JMIR Res Protoc. 2026 Jun 18;15:e99833. doi: 10.2196/99833.
ABSTRACT
BACKGROUND: Chronic pain affects over 30% of the global population and remains a major public health issue due to limited treatment efficacy and the need for mechanism-based, personalized approaches. Motor behavior is theorized to play a role in pain persistence through altered movement patterns, muscle recruitment, and proprioception. While motor behavior is linked to chronic pain, empirical evidence on underlying mechanisms, particularly cortical dynamics, remains scarce.
OBJECTIVE: This study aimed to investigate longitudinal changes in cortical sensorimotor excitability and their relationship with maladaptive motor behaviors.
METHODS: This prospective longitudinal study will follow 150 healthy participants, aged 18-65 years, recruited from the community, experiencing experimentally induced muscle pain across 4 visits (day 0, day +2, day +4, and 5 days after pain resolution). Pain will be induced using intramuscular injections of nerve growth factor into the extensor carpi radialis brevis muscle. The primary outcome is motor variability assessed during multidimensional wrist movement tasks, and quantified using root-mean-square deviation and muscle synergies (derived from electromyographic recordings of 4 forearm muscles). Secondary outcomes include cortical mechanisms (electroencephalographic peak alpha frequency, transcranial magnetic stimulation mapping, short-interval intracortical inhibition, and intracortical facilitation), sensorimotor integration (evoked potential), cognitive control (multisource interference task), and endogenous pain modulation (conditioned pain modulation). Self-report questionnaires will assess pain intensity and disability (Patient-Rated Tennis Elbow Evaluation, McGill Pain Questionnaire-Short Form, and Likert Muscle Soreness Scale) as well as psychological factors such as fear of movement, pain-related beliefs, and coping strategies (Tampa Scale for Kinesiophobia, Pain Beliefs Questionnaire, and Coping Strategies Questionnaire-Revised). This sample size provides 80% power at 5% significance to detect a medium effect size across 23 predictor variables, with Bonferroni correction and 10% loss-to-follow-up allowance. Data will be analyzed using 2-level growth curve modeling to characterize interindividual differences in motor behavior, cortical dynamics, and pain processing trajectories.

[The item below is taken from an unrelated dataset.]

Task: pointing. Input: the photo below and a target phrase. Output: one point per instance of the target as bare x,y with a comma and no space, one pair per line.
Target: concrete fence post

RESULTS: All study procedures have been approved by the Western University Health Science Research Ethics Board (review reference 2025-125757-103291). Funding was provided by the Canadian Institutes of Health Research under grant number 517783 for the period 2024-2029. Recruitment for the study began in April 2025, and all data collection is expected to be completed by 2028. As of April 2026, we have enrolled 26 participants. Results are expected to be published at the end of 2028.
CONCLUSIONS: The findings will advance understanding of motor behavior in pain and lay the foundation for personalized therapies, moving beyond current generic treatments that offer limited benefits.